Podiumcafé en nog elke dag enthousiast
Drieëndertig jaar geleden was zij één van de vier Rotterdamse
jongeren die in café 't Vierkantje onder hun vaste raam aan
de Broervest plannen maakte voor een eigen jongerencafé.
Hillie werkte op dat moment in het bedrijfsrestaurant van
Unilever. Ze had dus wel enig inzicht in het horecavak, zij het
in de vorm van broodjes, glazen melk en koffie-verkeerd.
Haar vriend en voor lange tijd partner Peter Pijpers studeerde
aan de Sociale Academie en had vanuit die optiek wel wat
ideeën van wat een jongerencafé moest zijn. Haar zus Jenny
stond achter de bar in het Rotterdamse eetcafé Sidonia, waar
haar vriend en dichter Bram Uil regelmatig platen draaide.
Dat moest toch voldoende zijn om een start te kunnen
maken, gesteld dat ze het geld bij elkaar konden krijgen om
een pand te huren en de inventaris te kunnen betalen.
Hun verder verwijderd ideaal was het tot bloei brengen van
zoiets als een Schiedamse kunststichting waar Bram Uil alles
en de praktisch ingestelde Hillie nagenoeg niets voor voelde.
397 Musis
Die Schiedamse Kunststichting kwam inderdaad niet van de
grond. Het café wel - tot veler verbazing. Voor weinig geld
lukte het de vier om de voormalige distilleerderij De Graauwe
Hengst aan de Lange Haven te huren. Ook Brand Bier, welk
merk zich nog in de Nederlandse horeca moest
binnendringen, had wel fiducie in de plannen. Ook al moest
het café met eigen handen en met veel eigen spaargeld
worden gerealiseerd en werd het meubilair door Cees Bouw
bijeengegraaid uit Amerikaanse sloopauto's, waaruit de met
schoenenverf zwartgemaakte stoelen en banken op een
onderstel van spaanplaat werden gezet. Het was een idee dat
uit armoe werd geboren, maar dat een gouden greep bleek.
Het comfort dat het meer dan honderd, misschien
tweehonderd kilometer had uitgehouden maakte dat in
Schiedam nog op het hoogtepunt van de flowerpower het
loungen anno-nu werd geïntroduceerd.
Op 5 september 1974 ging de Quibus open. Met een veel te
lange toespraak door de voormalige boekhouder van
De Graauwe Hengst, gecompenseerd door een openingsfeest
dat maar niet wilde eindigen. Elke Schiedammer die ook
maar iets met cultuur van doen had verdrong zich in de
meute aan de lange bar. De toon was gezet.
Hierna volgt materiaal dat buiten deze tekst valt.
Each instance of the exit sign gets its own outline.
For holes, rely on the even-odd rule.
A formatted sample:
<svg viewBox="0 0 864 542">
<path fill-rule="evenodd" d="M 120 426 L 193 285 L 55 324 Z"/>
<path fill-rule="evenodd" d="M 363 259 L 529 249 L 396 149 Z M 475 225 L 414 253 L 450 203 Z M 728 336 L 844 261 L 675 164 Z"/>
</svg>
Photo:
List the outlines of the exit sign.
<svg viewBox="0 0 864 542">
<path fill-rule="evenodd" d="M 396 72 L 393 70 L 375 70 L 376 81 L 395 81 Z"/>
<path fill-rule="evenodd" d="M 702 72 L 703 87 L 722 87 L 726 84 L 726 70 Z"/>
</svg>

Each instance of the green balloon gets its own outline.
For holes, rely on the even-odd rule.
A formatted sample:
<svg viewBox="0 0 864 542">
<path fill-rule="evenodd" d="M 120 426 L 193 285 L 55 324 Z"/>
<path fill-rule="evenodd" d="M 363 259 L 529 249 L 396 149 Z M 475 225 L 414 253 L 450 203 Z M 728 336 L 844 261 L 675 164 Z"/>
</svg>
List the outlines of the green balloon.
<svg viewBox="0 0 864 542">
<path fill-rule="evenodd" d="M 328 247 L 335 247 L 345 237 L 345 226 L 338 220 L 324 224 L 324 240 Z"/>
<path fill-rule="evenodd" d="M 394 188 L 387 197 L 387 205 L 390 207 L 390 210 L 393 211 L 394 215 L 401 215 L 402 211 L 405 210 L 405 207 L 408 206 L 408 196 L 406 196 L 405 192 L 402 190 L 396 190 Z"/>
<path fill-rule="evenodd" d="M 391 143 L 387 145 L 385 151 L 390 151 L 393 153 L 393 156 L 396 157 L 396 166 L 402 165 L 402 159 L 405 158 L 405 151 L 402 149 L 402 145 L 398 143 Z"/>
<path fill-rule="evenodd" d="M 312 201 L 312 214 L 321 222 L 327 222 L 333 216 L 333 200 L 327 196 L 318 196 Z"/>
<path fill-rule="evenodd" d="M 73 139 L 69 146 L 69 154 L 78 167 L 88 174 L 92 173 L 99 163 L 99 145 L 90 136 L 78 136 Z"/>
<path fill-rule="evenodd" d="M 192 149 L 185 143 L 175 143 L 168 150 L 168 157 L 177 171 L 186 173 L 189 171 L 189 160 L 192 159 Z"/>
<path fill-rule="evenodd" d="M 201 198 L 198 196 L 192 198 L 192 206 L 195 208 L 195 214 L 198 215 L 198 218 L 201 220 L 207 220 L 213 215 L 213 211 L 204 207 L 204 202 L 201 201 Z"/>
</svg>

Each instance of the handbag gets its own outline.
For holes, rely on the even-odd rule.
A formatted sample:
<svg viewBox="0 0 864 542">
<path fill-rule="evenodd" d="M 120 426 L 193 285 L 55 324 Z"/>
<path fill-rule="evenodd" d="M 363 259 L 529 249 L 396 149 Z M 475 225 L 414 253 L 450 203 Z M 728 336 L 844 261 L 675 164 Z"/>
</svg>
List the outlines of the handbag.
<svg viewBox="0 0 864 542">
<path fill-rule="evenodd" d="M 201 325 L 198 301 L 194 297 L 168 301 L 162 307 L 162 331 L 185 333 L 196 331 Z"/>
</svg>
Nu, 33 jaar later, kijkt Hillie de Jonge er nog precies zo
tegenaan als toen. Inmiddels draagt de Quibus, door toedoen
van oud-distillateur Rein Melchers als Podiumcafé weer trots
de naam 'De Graauwe Hengst', bezegeld door de sculptuur
van een steigerend paard van Carla van den Heuvel-Ruseler,
die een stukje verderop haar galerie heeft. Alleen kenners
zien dat de hengst van Carla op details afwijkt van de loden
Friese draver die vlak voor de sluiting van de oude
distilleerderij werd ontvreemd en nooit is teruggevonden.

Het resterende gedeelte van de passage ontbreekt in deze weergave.